Camilla Canocchi for

Nationwide Building Society saw a slump in mortgage lending and lower profits last year as it faced ‘fierce competition’ from rivals.

The building society also sounded a warning that it expects a subdued housing market to make things challenging over the coming year. 

Mortgage lending fell by 34 per cent to £5.8billion in the year to 4 April, from £8.8billion the previous financial year, partly because of a previously planned reduction in buy-to-let lending following last year’s tax changes.

That contributed to a decline in bottom line profits, which fell by 7.3 per cent to £977million. This is the second year running that Nationwide has posted falling profits.

'Fierce competition': Nationwide BS saw a 34% decline in net mortgage lending

'Fierce competition': Nationwide BS saw a 34% decline in net mortgage lending

‘Fierce competition’: Nationwide BS saw a 34% decline in net mortgage lending

The mutual’s chief executive Joe Garner said it expected the mortgage market to remain ‘extremely competitive’.

‘We anticipate modest growth in our core product markets, reflecting the outlook for the economy as a whole,’ he added.

‘With employment growth expected to slow and pressure on household budgets fading only gradually, mortgage lending is likely to rise at a fairly pedestrian pace.’

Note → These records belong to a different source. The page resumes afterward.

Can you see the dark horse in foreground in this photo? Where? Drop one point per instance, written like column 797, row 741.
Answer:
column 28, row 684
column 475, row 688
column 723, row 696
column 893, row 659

Savings deposits also grew more slowly, up by £3.5billion against growth of £5.8billion the previous year. But it said it continued to try to remain competitive, giving members a £560million boost by offering better rates, fees and incentives.

Chief financial officer Mark Rennison said: ‘Nationwide continues to trade strongly in spite of intense competition in our core markets, in a number of cases choosing to protect value for members through more competitive pricing rather than taking the opportunity to enhance margin.’

The lender forecast UK economic growth to remain modest at between 1 per cent to 1.5 per cent over the next two years.

Looking ahead, the lender said it was doing a review of its operations and planned to invest more in technology.

It also intends to expand into business banking – if it wins some of the funding set aside by Royal Bank of Scotland to boost competition in the market.

RBS has been asked by the government and the European Commission to hand out the funds as compensation for its £45.5billion bailout during the financial crisis.

The mutual also revealed it will launch a retirement interest-only mortgage this year.